Does evolution have a soft spot for blondes? About 5–10% of people from Melanesia, a group of islands northeast of Australia, have naturally blonde hair — the highest prevalence outside Europe. Yet people from the region have the darkest skin pigmentation outside Africa.

Now, a study of people from the Solomon Islands in Melanesia shows that they evolved the striking blonde trait independently of people in Europe. This refutes the possibility that blonde hair was introduced by colonial Europeans, says Carlos Bustamante, a geneticist at Stanford University School of Medicine in Stanford, California, and a senior co-author on the study, which is published today in Science1. "Blonde hair has clearly evolved twice," he says.

The blonde hair of some Solomon Islanders results from a unique gene mutation, not shared by blonde Europeans. Credit: Sean Myles

To investigate the genetic basis underlying the trait, Bustamante and his colleagues compared the genomes of 43 blonde and 42 dark-haired Solomon Islanders, and revealed that the islanders' blonde hair was strongly associated with a single mutation in the TYRP1 gene. That gene encodes an enzyme that influences pigmentation in mice and humans. Several genes are known to contribute to blonde hair coloration in Europeans, but TYRP1 is not involved.

Uniquely blonde

By comparing DNA between more than 900 Solomon Islanders and more than 900 other individuals from 52 populations around the world, the researchers found that the TYRP1 mutation is probably unique to the Oceanic region which includes Melanesia. About one-quarter of Solomon Islanders carry the mutation in their genomes, but it is recessive, so an individual needs two copies to be blonde.

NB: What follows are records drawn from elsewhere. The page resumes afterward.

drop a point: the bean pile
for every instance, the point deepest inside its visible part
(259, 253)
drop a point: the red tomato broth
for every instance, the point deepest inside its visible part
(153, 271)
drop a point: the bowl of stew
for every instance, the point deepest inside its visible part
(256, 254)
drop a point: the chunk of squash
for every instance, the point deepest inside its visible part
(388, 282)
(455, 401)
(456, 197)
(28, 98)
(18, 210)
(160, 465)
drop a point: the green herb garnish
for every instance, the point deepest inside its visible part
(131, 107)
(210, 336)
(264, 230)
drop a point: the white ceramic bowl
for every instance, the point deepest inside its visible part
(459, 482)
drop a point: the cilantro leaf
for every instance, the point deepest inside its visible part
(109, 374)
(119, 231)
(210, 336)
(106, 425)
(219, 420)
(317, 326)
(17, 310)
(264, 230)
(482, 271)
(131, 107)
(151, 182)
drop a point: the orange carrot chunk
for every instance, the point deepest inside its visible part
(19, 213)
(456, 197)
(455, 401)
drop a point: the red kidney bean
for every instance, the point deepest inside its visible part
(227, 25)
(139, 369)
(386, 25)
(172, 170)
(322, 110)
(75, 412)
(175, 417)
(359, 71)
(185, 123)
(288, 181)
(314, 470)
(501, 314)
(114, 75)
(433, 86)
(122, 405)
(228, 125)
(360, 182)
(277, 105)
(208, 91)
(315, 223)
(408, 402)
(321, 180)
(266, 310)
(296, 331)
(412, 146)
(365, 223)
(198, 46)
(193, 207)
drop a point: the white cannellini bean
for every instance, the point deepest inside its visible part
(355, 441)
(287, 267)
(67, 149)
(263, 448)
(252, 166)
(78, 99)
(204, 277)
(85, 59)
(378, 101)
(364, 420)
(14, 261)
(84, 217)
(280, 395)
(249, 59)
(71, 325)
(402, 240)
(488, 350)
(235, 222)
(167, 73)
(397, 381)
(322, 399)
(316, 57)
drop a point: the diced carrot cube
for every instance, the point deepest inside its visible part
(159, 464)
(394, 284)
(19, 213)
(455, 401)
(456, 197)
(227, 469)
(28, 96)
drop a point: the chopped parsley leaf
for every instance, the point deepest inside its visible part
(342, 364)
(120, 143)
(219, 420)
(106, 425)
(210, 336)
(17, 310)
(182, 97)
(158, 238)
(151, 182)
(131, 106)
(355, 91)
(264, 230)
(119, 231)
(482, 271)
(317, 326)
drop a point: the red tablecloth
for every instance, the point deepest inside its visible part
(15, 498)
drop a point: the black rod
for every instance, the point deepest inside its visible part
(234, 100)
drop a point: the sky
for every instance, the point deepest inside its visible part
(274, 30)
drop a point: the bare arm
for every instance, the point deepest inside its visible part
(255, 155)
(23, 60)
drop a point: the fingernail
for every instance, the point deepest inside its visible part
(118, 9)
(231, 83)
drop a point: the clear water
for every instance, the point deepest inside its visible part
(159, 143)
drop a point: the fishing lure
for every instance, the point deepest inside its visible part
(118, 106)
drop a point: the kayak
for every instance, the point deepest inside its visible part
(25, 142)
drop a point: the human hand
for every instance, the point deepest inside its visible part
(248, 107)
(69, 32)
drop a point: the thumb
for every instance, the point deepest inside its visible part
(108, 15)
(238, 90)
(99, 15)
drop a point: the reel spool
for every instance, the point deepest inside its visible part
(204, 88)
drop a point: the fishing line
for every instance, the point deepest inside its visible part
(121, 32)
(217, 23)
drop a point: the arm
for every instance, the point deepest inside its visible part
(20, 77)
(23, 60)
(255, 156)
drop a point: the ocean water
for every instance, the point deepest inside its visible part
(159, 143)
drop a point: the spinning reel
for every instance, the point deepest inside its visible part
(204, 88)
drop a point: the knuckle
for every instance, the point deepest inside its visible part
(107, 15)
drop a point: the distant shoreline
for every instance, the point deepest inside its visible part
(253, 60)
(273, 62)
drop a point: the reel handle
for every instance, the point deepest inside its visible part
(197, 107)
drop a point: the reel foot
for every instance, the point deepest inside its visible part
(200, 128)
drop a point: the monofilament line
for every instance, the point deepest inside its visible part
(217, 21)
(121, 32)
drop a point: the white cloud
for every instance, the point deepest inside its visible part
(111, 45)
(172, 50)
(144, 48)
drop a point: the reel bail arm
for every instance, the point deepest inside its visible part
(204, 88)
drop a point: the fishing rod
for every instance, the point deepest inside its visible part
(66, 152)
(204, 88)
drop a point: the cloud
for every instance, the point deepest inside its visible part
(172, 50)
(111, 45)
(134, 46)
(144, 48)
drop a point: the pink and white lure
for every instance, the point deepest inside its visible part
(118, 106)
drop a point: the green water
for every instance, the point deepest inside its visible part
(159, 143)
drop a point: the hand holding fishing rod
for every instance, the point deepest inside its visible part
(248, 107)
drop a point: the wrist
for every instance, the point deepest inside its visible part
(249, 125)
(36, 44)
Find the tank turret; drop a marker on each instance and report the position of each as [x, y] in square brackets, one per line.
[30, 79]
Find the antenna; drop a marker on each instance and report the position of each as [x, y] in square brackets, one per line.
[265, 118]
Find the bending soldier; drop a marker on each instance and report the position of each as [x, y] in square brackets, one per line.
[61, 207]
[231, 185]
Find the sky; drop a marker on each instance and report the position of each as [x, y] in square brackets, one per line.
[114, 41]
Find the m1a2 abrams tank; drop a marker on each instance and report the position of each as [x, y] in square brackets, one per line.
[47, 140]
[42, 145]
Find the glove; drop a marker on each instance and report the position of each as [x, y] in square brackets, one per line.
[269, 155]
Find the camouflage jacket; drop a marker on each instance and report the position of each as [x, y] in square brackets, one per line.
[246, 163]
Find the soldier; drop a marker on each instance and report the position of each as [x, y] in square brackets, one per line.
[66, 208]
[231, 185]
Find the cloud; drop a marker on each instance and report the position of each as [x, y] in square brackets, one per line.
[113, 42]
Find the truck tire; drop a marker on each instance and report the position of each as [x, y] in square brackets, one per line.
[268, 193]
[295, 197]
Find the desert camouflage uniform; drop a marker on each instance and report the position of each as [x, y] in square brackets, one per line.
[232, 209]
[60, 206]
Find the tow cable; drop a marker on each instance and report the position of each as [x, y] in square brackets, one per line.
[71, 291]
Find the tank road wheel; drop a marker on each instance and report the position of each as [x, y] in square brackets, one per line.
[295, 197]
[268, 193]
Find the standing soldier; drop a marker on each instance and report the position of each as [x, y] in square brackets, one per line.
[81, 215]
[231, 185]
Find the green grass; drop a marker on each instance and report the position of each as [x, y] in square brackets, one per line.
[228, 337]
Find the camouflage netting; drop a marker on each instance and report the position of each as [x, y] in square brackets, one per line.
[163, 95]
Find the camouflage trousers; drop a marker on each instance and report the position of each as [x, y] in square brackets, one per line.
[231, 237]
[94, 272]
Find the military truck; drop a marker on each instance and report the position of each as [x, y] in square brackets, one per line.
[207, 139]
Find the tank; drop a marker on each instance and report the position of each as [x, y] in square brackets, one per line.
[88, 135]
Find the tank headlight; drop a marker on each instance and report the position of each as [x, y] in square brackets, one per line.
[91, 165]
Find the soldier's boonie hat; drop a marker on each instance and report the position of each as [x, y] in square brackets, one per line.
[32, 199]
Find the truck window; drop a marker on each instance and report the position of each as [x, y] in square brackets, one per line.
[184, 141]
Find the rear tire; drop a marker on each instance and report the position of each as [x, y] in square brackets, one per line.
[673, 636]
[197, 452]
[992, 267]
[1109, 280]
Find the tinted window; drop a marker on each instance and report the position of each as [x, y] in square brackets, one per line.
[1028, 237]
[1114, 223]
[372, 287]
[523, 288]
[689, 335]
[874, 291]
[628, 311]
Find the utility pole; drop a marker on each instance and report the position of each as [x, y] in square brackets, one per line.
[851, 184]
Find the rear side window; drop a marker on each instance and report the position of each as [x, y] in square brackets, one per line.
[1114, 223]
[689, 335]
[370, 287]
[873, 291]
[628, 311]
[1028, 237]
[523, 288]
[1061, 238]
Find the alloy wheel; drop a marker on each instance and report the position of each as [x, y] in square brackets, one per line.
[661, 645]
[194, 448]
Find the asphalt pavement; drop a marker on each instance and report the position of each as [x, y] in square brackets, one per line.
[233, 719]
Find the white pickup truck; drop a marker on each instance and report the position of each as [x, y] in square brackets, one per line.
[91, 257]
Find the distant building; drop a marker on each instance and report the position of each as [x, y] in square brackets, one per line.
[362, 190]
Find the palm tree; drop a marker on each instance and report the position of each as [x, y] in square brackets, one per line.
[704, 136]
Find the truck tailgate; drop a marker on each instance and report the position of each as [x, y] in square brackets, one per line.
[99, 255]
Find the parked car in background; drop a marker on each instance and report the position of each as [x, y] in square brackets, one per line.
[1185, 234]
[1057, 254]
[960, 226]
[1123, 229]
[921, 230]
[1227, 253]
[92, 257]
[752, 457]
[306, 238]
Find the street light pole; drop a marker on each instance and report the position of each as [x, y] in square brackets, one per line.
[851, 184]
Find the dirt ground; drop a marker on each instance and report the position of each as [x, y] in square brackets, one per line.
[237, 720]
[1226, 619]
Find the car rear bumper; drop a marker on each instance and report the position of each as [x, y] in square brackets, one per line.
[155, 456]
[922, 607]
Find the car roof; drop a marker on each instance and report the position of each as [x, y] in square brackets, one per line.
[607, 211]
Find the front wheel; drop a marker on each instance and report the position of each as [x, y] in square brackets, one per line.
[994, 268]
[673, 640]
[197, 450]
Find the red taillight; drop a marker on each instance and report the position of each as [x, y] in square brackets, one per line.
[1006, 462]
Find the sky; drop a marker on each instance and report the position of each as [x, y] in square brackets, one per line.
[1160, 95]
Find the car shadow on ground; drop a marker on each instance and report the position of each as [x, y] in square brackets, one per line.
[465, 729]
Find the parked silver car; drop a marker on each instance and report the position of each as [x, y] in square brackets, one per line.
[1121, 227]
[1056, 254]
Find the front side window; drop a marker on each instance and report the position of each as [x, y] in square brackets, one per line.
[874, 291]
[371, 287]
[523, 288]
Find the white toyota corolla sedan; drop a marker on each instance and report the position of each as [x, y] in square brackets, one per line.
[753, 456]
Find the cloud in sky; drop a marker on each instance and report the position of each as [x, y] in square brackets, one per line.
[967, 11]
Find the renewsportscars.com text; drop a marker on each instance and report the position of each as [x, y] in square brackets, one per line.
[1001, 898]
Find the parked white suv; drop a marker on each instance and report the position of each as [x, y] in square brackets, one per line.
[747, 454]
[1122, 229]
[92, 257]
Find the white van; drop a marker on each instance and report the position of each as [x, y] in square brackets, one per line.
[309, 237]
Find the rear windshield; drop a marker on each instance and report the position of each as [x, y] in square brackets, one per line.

Not all occurrences of blonde hair in Melanesia are necessarily the result of the mutation, but the researchers predict that it accounts for about 30% of cases. They attribute another 16% of cases to age and gender (younger children and women are more likely to be blonde), with the rest likely to be caused by sun exposure and by other undiscovered genes. It is unusual that one particular mutation would explain so much of a population's observable trait, says Bustamante.

Bustamante thinks the Melanesian mutation might have arisen between 5,000 and 30,000 years ago. But he doesn't know how it reached such a high frequency in the Solomon Islands. Blonde hair could conceivably provide an evolutionary advantage in the competition for mates, but the researchers couldn't find any statistical genetic evidence for sexual selection. Nor have anthropological studies of Solomon Islanders and of Europeans settled whether blonde people are considered more attractive mates, says Sean Myles, the other senior co-author on the study and a geneticist at Nova Scotia Agricultural College in Truro, Canada. Simple chance could be another possibility, he notes.

David Reich, a geneticist at Harvard Medical School in Boston, Massachusetts, who was not involved in the work, says that the study was done well. However, he notes, the discovery that the trait doesn't come from European blonde genes is no surprise, given the lack of evidence for European mixture in most or any of these populations.